The average number of tests you need to brute force a key (assuming you have no quantum computer, of course) is half the number of available keys. So for 128 bit keys, it's 2^127 ≈ 1.7*10^38 tests. That is, to brute force a 128 bit key, you'd need 3.1*10^18 seconds, or about 10^11 years. That's in the order of magnitude of the age of the universe.
To brute force a 256 bit key with the same setup, you'll need 2^128 times as much time, that is, more than 10^38 times the age of the universe.
OK, so there's Moore's law. Well, let's assume that it will hold indefinitely (which it certainly won't), and let's ignore that it's actually about transistor density. So if the available speed doubles every 1.5 years, this means that in 90 years, you'll be able to crack a 128 bit key in a year (but then, whatever I encrypt, I won't care about whether it is cracked in 90 years; and anyway, nobody will consider it important enough to spend a year on decrypting it), and in 192 years you will be able to crack it in a second (still assuming you have a million of the world's most capable supercomputers of the time). Of course, at that time the 256 bit key will still need a time comparable to the age of the universe. So unless you care about whether someone will read your stuff 400 years in the future, even unrealistically optimistic assumptions about computing power will keep your 256 bit encryption safe from brute-forcing.

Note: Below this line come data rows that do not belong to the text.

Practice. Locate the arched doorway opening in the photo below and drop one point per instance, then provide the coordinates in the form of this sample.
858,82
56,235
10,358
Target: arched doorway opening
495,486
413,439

OK, so what if we actually get a quantum computer? Well, since we are talking about brute-forcing, the algorithm of choice would be the Grover algorithm. The Grover algorithm gives a square root improvement, so it effectively halves the key length. Now the operations per second of a quantum computer may be different from a classical computer, but I think it can be assumed that it is never faster than a classical computer in that metric (after all, you can do classical computing on a quantum computer). So at worst the quantum computer would brute force the key as fast as a classical computer would for half the key length. In other words, even with quantum computers, your 256 bit key should be safe against brute-forcing for the next 200 years.
Note that all that only refers to brute-forcing; other methods to break the encryption may of course make your key unsafe much earlier (like e.g. public key encryption based on prime factorization is vulnerable to quantum computers using the Shor algorithm).
The Tao of math: The numbers you can count are not the real numbers.